Two small fixtures were rewritten to drop assumptions the regular cc suite shouldn't depend on:

tests/cc/125-anon-union.c explicitly initializes its local struct before probing anonymous-union aliasing. Tests must not depend on implicit zeroing of automatic locals.
tests/cc/132-tentative-bss-sizing.c returns distinct numeric exit codes instead of calling sys_write/strlen. Plain tests/cc fixtures must not need stdio/libc helpers.

Known limitations

riscv64: u32 narrowing leaves dirty upper bits

tests/cc/335-ternary-merge-arith-conv fails on riscv64 in both tcc-cc[stage2] and tcc-cc[stage3] (identical behavior — the fixed-point property holds, the bug is in tcc's RISC-V codegen, not in cc.scm or the P1 pipeline). aarch64 and amd64 are green.
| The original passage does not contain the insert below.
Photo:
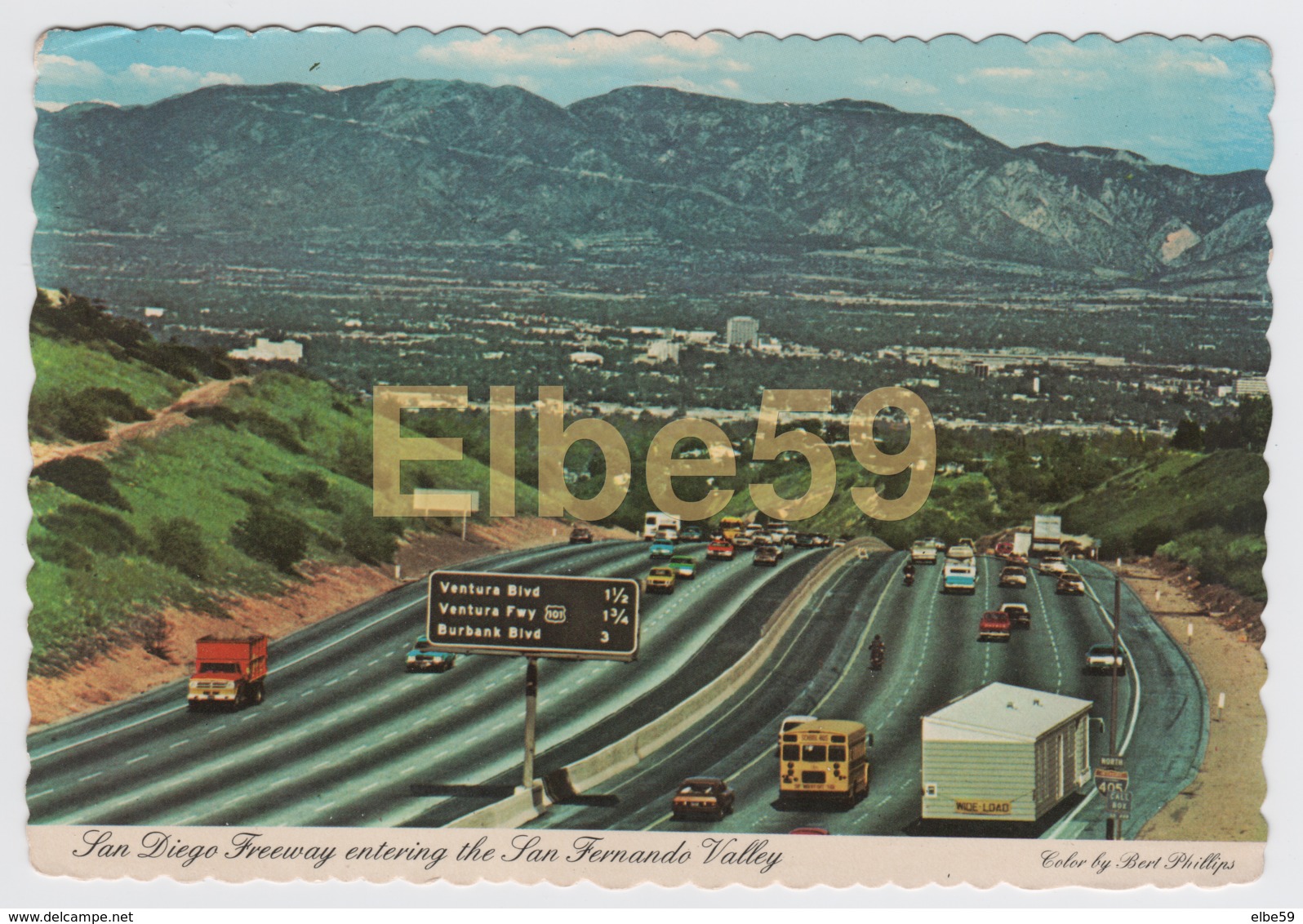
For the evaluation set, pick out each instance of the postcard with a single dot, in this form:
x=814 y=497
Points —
x=687 y=459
The proximate trigger is in riscv64-gen.c::load():

func3 = size == 1 ? 0 : size == 2 ? 1 : size == 4 ? 2 : 3;
if (size < 4 && !is_float(sv->type.t) && (sv->type.t & VT_UNSIGNED))
    func3 |= 4;          // promotes lb→lbu, lh→lhu, but skips lw→lwu

The func3 |= 4 promotion to LWU is gated on size < 4, so a 4-byte unsigned load uses LW (sign-extending) instead of LWU (zero-extending). gen_cast to VT_INT|VT_UNSIGNED from a wider source emits no narrowing — it relies on the use-time load to truncate, but with LW the high u32 bits of the source leak through. (u32)x where x is u64 with bit 31 set then evaluates to 0xFFFFFFFFFFFFFFFF. This same bug is present in upstream tcc mob.
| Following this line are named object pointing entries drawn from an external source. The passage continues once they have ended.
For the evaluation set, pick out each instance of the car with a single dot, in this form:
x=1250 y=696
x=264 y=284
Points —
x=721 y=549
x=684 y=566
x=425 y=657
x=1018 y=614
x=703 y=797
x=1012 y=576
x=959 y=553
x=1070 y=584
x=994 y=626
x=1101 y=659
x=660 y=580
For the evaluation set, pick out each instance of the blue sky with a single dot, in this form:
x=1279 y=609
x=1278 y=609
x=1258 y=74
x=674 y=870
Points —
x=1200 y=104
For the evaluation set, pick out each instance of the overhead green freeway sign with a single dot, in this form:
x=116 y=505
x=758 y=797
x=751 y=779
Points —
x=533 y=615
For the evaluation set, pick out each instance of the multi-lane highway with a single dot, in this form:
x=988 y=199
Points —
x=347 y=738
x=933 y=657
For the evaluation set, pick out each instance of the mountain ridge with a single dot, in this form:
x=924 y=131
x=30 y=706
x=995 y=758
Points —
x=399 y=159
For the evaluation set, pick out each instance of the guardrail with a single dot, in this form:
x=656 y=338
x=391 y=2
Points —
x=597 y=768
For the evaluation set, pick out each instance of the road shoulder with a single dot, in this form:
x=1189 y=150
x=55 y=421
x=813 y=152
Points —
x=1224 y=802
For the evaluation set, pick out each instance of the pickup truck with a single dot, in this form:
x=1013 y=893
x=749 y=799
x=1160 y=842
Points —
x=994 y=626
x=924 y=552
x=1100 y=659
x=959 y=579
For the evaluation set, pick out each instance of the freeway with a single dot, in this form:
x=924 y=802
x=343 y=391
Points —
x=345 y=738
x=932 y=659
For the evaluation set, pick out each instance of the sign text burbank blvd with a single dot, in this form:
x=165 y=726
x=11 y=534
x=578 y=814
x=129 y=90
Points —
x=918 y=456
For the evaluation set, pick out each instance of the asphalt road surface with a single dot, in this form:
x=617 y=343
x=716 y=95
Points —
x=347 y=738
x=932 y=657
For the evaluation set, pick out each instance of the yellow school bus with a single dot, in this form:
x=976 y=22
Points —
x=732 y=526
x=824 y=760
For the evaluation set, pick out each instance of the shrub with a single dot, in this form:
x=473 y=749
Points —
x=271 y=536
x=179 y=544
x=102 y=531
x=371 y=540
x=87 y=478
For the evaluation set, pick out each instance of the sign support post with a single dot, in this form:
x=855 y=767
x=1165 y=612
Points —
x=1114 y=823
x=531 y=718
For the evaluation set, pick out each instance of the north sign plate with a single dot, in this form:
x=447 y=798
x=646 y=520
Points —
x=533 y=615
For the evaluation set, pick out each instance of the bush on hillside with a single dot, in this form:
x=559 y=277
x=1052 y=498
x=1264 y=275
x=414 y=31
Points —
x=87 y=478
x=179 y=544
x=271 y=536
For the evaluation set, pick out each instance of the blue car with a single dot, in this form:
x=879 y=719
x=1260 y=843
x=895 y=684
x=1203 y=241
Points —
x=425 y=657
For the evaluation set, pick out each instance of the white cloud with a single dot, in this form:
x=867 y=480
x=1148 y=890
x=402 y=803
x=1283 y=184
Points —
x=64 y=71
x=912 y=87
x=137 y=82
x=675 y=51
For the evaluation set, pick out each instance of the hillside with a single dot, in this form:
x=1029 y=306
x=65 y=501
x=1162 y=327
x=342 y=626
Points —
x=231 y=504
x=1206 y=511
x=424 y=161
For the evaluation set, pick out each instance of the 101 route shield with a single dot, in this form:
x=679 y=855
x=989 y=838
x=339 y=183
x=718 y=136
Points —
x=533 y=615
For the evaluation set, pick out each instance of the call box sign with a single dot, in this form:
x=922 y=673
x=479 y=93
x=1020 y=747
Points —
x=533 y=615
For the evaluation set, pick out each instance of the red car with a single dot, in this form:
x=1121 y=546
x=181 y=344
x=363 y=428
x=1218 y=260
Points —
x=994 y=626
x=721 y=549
Why the one-line patch isn't enough. Widening the gate to size <= 4 (so 4-byte unsigned loads use LWU) regresses 017-int-arith and 128-cast-signedness. They were passing because two compensating bugs canceled out: stock tcc on riscv64 also sign-extends unsigned 32-bit immediate constants (LUI/ADDI with a bit-31-set value), so a comparison between an unsigned int variable (loaded with sign-extending LW) and an unsigned int constant (loaded with sign-extending LUI/ADDI) had matching dirty upper bits and BEQ saw them as equal. Fixing only the load breaks that join, because the compare path also lies — BEQ is a 64-bit instruction but C semantics require 32-bit width for unsigned int == unsigned int.
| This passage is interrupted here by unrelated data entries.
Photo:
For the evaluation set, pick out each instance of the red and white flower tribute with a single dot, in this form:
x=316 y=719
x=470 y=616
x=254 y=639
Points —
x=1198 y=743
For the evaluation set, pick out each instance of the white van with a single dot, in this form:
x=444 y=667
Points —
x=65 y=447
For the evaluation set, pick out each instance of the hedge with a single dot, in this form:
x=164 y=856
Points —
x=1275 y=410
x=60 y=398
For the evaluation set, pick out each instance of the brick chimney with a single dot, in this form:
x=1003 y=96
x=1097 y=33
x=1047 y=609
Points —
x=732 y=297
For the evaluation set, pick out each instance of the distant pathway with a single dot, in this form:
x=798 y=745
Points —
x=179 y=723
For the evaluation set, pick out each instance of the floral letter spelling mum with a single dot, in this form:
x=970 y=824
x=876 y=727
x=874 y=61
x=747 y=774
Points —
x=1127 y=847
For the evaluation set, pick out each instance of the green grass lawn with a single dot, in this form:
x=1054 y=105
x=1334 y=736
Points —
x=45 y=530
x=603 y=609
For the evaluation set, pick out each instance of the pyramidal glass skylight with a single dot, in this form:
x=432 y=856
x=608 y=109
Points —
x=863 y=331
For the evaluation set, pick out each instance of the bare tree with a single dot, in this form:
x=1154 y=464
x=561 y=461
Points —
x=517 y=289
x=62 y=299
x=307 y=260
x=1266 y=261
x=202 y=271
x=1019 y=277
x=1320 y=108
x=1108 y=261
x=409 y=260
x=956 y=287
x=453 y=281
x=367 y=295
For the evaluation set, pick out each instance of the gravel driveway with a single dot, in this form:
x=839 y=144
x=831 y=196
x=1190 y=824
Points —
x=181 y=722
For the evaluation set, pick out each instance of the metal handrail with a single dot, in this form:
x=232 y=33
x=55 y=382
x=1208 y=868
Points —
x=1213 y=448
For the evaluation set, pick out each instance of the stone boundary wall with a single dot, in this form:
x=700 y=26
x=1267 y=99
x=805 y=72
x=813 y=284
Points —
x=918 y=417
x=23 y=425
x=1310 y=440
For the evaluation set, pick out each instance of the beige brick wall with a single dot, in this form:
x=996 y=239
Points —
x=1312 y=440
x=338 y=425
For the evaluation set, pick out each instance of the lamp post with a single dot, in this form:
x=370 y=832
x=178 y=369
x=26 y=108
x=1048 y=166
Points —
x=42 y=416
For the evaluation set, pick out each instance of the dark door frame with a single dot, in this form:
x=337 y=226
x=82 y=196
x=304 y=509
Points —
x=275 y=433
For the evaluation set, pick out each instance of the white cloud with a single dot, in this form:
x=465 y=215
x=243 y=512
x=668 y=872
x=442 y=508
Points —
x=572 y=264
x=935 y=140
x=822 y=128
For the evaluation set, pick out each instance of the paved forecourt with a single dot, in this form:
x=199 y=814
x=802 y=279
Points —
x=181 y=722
Full fix shape. Three coupled pieces: (1) load — emit LWU for unsigned 4-byte loads; (2) immediate — clear bits 32–63 when materializing an unsigned 32-bit constant with bit 31 set; (3) compare — eagerly canonicalize 32-bit-typed values into zero-extended or sign-extended form (per VT_UNSIGNED) after every op that can leave the upper half dirty. Pieces 2 and 3 overlap: if values are canonicalized at every produce site, the load fix becomes one of many sites that need to do it. This is what gcc/clang's RISC-V backends do, and it's beyond the scope of the literal-block simple-patches mechanism — file upstream or write a real canonicalization pass.

For now: known limitation, document, move on. The scalar codegen elsewhere on riscv64 is fine — only u32 narrowing of a wider source trips it.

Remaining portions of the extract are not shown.